John Moore, Jacquelyn Pendarves and David Wood began teaching when computers weren’t even in the building much less in the hands of every student.

Wood began his career at Lake Highlands in 1980. LHHS Principal Dr. Josh Delich called Wood a Lake Highlands legend.

“Mr. Wood’s students leave his classroom with knowledge of literary classics, impressive grammar skills, and most importantly a mentor,” Delich says.

Wood co-founded and is a director of “Wild for Cats,” the LHHS academic booster club and is chairman of curriculum and instruction.

He is the AVID staff development trainer and instructor. He has coached the Athletic Decathlon team for nearly 30 years, has been varsity tennis coach and taught summer school across four decades. In short, Wood has done it all for LHHS. He is a Texas-ex who also completed graduate programs at SMU, UTD and The University of Dallas. Wood twice has been named a National Endowment for the Humanities fellow.

Jacque Pendarves teaches Advanced Placement Human Geography and sets “incredibly high expectations for her students and backs it with exceedingly high support,” according to Dr. Delich. The Wichita Falls native holds a bachelor’s and a master’s degree from the University of North Texas.

John Moore graduated cum laude from the UNT in 1978 and started teaching at LHHS in August 1979. He received a master’s from UNT in 1982.

“Mr. Moore after all his years of experience maintains an enthusiasm for engineering so much so that his students were a catalyst for designing the first rendering of what it would look like if we connected our two buildings,” Dr. Delich says.

RISD Trustee Karen Clardy worked with Wood and Moore for decades as the executive assistant at LHHS. She said these teachers put their own children through RISD and continue to teach in Lake Highlands because the community has become family.

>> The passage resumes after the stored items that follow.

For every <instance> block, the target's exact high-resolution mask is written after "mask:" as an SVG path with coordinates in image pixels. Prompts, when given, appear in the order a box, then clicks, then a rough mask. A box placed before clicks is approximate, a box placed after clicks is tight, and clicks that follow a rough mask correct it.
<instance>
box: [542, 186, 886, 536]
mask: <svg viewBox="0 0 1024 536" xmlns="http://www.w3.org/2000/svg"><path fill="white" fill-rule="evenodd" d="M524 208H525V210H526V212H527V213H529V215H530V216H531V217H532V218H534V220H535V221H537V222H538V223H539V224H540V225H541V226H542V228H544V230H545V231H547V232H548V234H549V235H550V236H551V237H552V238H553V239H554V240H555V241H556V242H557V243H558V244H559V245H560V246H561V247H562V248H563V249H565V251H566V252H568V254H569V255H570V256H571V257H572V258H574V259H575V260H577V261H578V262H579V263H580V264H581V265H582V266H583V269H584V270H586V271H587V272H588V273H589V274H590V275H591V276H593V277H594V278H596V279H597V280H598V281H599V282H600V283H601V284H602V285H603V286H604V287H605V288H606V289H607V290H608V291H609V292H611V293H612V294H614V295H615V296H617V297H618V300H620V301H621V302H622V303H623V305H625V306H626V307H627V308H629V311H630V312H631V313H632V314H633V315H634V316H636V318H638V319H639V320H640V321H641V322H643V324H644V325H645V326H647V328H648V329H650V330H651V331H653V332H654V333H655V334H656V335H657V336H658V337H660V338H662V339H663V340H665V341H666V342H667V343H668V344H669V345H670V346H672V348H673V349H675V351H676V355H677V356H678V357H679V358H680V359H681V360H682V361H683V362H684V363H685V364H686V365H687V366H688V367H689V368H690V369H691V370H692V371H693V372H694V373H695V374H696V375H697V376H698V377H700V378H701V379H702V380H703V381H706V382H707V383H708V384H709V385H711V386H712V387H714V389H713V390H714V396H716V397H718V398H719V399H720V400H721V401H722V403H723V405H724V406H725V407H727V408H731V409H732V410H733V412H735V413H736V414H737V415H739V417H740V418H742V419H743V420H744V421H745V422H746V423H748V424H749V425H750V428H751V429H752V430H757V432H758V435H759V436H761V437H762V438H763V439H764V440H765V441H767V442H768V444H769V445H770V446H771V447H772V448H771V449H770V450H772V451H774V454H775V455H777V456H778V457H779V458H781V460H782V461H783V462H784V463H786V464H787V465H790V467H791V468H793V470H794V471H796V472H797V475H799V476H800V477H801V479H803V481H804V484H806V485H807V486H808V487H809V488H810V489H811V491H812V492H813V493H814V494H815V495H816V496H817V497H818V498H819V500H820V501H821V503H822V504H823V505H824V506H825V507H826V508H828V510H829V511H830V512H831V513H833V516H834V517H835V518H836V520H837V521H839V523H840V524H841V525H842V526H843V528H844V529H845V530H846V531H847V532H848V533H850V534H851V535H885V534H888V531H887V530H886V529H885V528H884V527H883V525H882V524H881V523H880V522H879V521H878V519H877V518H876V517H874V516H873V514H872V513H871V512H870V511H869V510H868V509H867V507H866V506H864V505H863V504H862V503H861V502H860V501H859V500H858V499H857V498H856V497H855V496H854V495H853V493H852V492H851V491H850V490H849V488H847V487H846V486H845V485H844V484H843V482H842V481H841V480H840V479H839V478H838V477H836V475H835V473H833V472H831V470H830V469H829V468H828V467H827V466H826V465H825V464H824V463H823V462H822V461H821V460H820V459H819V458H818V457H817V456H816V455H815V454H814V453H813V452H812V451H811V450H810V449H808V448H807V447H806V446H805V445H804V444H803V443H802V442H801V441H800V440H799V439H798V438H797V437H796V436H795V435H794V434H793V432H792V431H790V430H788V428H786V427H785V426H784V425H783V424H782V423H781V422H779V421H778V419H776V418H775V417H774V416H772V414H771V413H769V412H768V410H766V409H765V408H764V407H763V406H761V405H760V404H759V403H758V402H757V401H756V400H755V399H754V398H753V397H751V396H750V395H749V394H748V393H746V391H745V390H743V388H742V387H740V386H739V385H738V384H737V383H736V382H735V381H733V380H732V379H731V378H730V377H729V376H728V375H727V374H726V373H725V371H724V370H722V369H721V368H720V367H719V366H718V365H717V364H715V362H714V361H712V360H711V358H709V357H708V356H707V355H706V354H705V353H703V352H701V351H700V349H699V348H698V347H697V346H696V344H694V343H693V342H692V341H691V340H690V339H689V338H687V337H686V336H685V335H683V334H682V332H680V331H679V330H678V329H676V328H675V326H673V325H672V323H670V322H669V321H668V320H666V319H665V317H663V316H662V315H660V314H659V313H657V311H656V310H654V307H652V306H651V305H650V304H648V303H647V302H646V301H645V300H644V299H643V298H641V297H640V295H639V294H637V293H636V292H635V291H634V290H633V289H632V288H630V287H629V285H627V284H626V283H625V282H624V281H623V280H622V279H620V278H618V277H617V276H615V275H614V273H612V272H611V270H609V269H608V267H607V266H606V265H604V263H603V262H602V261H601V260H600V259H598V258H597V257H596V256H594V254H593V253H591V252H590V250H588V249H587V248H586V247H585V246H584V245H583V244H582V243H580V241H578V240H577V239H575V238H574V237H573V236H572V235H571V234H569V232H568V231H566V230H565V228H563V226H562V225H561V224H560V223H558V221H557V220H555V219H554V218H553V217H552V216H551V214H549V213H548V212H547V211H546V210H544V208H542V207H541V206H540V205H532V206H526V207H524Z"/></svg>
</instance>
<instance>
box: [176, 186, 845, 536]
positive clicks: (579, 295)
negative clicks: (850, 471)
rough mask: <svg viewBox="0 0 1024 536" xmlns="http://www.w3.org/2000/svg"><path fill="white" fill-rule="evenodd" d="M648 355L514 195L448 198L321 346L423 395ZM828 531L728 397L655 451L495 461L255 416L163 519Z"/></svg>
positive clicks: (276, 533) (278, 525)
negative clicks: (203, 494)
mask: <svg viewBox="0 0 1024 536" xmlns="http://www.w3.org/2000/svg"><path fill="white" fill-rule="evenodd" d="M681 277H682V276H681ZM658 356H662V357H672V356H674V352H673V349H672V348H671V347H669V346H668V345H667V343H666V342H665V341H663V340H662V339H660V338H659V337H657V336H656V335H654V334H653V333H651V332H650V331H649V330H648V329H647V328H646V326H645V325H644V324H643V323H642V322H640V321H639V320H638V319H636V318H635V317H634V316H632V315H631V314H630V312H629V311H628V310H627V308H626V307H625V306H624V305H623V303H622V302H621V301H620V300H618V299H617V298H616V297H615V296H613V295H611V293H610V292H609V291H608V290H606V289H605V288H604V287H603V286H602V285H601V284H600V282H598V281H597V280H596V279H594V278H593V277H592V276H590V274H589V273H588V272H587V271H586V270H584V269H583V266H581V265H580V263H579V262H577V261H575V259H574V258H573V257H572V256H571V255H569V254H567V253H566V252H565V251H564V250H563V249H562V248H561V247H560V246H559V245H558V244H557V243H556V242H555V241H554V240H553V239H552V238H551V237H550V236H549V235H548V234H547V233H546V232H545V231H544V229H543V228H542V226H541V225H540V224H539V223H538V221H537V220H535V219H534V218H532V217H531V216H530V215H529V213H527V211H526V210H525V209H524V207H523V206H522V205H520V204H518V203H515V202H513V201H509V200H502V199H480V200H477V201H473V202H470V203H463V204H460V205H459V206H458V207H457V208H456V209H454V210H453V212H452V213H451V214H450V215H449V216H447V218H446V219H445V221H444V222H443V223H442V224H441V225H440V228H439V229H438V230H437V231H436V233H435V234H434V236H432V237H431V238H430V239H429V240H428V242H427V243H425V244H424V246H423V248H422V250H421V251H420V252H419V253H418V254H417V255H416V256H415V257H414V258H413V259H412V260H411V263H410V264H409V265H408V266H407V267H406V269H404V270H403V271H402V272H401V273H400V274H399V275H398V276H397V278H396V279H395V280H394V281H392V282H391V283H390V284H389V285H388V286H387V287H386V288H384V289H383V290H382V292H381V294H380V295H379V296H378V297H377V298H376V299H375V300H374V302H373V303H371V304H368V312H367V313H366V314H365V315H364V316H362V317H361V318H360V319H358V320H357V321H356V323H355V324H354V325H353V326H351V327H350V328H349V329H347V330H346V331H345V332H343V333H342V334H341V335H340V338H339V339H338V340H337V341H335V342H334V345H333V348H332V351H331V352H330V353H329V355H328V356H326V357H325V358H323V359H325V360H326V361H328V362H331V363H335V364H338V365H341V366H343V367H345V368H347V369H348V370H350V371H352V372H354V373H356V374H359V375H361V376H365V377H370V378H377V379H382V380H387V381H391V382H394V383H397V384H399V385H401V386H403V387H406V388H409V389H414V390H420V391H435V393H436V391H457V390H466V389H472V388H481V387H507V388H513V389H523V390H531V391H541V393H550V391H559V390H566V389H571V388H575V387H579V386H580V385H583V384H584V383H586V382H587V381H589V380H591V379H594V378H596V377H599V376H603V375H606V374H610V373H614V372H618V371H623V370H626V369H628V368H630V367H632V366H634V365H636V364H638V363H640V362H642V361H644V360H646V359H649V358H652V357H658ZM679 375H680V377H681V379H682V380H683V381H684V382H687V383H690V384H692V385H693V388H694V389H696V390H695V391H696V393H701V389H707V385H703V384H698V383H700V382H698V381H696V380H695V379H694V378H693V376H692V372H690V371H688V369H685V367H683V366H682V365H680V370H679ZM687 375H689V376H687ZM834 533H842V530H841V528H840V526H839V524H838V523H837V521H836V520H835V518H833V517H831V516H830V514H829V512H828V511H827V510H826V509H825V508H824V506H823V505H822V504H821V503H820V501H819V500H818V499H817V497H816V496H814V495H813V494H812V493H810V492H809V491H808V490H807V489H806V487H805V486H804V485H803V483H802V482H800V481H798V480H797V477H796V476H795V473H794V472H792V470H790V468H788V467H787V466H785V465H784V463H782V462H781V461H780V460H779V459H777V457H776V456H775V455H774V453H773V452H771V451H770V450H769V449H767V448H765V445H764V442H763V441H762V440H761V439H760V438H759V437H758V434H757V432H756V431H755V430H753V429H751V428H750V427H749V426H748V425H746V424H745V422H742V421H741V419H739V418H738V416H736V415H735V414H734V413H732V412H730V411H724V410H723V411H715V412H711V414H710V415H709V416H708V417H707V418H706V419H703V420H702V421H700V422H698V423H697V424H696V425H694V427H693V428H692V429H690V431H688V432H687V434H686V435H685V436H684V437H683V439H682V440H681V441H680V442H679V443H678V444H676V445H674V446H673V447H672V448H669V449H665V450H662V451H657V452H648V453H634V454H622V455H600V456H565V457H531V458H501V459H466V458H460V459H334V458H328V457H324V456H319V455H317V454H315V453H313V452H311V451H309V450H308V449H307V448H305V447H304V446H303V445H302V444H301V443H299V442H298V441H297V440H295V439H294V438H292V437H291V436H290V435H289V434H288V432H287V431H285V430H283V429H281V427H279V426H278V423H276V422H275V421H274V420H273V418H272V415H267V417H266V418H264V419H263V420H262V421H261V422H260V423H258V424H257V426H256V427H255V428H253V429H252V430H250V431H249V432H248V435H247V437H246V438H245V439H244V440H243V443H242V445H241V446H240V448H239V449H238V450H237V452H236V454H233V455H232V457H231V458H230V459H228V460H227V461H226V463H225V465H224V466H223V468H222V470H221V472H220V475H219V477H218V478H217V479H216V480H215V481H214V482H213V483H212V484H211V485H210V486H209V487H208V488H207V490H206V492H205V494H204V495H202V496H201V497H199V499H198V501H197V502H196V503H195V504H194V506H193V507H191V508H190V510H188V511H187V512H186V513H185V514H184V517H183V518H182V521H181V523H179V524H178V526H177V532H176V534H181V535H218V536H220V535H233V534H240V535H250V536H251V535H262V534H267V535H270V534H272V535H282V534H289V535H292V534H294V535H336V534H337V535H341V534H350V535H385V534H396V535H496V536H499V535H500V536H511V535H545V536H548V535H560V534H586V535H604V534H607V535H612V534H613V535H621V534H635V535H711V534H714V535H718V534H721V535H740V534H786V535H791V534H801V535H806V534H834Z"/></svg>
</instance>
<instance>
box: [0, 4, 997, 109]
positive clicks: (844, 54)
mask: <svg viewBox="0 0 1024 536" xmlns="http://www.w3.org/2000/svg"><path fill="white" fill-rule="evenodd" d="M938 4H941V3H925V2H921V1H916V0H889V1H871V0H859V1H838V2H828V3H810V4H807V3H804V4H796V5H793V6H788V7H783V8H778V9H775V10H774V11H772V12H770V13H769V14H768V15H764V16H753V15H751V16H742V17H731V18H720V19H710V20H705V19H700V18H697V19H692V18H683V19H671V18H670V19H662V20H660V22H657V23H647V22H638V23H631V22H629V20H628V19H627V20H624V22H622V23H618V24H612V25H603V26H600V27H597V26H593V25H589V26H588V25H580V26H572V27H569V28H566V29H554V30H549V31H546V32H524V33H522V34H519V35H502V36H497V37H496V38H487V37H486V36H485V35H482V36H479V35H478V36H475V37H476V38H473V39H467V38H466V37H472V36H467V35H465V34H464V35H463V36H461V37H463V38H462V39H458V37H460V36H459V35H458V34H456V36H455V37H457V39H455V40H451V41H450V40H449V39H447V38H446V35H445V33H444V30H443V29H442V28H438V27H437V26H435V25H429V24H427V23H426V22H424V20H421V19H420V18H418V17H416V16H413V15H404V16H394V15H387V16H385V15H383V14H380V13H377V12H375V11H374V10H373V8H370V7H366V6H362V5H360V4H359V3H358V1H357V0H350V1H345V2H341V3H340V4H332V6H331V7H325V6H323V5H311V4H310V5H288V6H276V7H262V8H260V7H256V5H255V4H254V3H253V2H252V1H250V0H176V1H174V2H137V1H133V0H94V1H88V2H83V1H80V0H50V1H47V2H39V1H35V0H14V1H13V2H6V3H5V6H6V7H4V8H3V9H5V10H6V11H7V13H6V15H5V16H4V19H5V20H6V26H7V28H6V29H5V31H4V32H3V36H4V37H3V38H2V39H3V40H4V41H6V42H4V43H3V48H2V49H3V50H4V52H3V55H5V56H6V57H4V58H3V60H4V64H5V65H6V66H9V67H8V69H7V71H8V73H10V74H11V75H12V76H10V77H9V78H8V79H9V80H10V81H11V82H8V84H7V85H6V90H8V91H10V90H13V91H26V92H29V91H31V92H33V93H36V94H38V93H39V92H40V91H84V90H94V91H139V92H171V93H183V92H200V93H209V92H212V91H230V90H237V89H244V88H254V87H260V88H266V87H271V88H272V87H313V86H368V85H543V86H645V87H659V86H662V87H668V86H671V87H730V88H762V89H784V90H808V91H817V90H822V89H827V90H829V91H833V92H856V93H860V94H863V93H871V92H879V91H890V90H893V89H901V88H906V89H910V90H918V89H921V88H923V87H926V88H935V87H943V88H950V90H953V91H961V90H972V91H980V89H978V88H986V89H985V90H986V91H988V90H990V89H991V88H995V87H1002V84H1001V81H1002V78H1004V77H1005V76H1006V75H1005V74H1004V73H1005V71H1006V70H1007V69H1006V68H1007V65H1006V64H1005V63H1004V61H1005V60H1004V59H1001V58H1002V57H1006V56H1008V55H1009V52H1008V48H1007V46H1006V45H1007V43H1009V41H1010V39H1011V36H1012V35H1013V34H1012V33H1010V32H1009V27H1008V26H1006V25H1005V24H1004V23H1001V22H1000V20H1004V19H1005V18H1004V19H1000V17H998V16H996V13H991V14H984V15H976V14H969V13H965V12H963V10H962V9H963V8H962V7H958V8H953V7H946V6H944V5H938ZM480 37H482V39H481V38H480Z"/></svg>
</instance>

Clardy cites poet W.B. Yeats when she thinks of Pendarves, Moore and Wood: “Education is not the filling of a pail, but the lighting of a fire.”

“They don’t simply teach, they continue year after year to light the fire in their students,” Clardy says.

“The education world has changed so much over the years and the challenges of teaching all children has required these teachers to adapt and meet the challenges of today. These amazing teachers have the wisdom and humility from years of experience to know that students can teach them too, about different cultures, abilities, and perspectives. The challenge of teaching children in today’s world keeps David, John and Jacque coming back because they are inspired every day to light that fire in all of our children.”